I had the honor of speaking to the Leadership MWV group last week, which made me feel good about our future in the valley. I shared my story of the day I graduated from being a reactor to being a responder. As a young and foolish reactor, when bad things happened, I would react passionately to express my displeasure – that’s a polite way to say yell, scream and generally pitch a fit until the problem gets fixed and I get my way. We all know people who do this entirely too often, and I was one of them. One day, perhaps at the time, the worst business day ever in the history of retail travel agencies, was the day the airlines cut commissions to travel agencies. I was President of a franchisor with thirty-five franchisees who, having just lost twenty percent of their revenue would be looking to me for guidance and solutions. It was the most sobering moment of my professional life thus far, as financially; at first glance we were ruined. We had all this business, not to mention 175 employees who would all be gone overnight if someone didn’t do something fast. We responded within minutes with instant and constant communication to keep everyone calm and to maintain a professional and congenial environment. We coordinated with our international team to pull together the best talent available to create our own unexpected strategy to not only survive, but to recover more than our loss within one quarter. It worked brilliantly. The success came, not only because of good ideas, which would not have been enough, but because of the trust previously built into the relationship and because of the choices made in how responses were carefully crafted and presented by cool heads.

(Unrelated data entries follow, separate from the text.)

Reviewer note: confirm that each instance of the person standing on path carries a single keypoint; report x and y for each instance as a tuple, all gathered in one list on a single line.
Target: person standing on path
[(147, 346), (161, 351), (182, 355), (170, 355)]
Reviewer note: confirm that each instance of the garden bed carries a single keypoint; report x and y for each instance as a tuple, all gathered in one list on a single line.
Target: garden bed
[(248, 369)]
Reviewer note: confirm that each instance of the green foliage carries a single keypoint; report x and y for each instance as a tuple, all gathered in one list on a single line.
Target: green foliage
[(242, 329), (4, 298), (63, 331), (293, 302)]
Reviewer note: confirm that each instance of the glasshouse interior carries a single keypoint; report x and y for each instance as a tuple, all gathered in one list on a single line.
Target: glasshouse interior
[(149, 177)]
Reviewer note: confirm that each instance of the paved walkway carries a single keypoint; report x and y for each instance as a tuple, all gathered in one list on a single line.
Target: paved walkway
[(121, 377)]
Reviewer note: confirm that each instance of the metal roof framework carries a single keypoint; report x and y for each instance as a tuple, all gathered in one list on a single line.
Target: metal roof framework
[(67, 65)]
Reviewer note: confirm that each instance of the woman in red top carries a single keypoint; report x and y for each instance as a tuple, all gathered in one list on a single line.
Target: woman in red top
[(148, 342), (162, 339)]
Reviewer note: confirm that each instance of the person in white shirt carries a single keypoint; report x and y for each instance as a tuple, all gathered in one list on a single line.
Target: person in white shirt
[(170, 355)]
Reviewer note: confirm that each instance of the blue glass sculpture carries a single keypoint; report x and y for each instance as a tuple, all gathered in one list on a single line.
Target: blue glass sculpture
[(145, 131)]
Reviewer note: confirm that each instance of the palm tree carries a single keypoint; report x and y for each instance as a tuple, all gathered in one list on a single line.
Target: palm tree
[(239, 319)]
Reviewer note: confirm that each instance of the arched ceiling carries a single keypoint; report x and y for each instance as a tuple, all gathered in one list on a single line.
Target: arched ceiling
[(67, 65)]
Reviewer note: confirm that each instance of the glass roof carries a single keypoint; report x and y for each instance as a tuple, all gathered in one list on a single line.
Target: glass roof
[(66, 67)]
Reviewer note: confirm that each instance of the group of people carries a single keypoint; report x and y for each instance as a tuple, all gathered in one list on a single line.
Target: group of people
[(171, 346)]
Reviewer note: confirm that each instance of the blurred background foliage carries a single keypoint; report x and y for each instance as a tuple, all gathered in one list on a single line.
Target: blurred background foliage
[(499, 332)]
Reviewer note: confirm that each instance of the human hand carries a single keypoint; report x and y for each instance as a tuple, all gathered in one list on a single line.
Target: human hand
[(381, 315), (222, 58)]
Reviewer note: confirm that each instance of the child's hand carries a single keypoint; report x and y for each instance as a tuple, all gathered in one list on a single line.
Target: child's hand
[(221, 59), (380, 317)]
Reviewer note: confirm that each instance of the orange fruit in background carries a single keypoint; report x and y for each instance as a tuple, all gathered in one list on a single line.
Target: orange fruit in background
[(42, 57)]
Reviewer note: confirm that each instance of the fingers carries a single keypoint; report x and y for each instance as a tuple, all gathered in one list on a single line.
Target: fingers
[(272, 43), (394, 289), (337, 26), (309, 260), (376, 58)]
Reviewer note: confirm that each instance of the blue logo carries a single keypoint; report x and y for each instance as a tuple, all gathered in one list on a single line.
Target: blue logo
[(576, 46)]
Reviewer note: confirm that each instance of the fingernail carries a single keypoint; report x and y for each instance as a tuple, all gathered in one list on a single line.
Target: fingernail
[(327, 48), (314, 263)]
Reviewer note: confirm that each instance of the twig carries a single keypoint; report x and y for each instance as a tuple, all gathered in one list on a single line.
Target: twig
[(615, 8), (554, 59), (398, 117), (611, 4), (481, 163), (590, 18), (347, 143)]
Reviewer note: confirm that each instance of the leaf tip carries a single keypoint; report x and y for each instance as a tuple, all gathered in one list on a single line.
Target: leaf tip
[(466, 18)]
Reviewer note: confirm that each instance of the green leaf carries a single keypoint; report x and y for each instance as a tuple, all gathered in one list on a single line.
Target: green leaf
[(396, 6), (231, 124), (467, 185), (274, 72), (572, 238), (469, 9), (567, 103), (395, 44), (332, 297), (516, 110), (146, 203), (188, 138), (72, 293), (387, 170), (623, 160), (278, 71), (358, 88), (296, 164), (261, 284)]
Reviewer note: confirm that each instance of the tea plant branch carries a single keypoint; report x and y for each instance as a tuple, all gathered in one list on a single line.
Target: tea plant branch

Tough times make the best opportunities for great leaders. I don’t mean just for leading other people, but in leading your own life as well. Every sad thing that happens to us, or every downturn in our lives personally or economically, is an opportunity to find a silver lining and demonstrate our ability to make good choices. That’s the good news. The bad news is, this means we have to accept responsibility for the outcome of the bad situation, because it’s our response, not the problem itself that produces the outcome. That’s the hard part, because it is difficult to take blame for something caused by someone else.
Every human being has the responsibility of leadership. I believe anyone can lead regardless of their position or official authority. But, before we get serious about leading others we need to get serious about leading ourselves through our own thoughts, reactions, responses and outcomes in life. Shut up and be happy. Now go get what you want!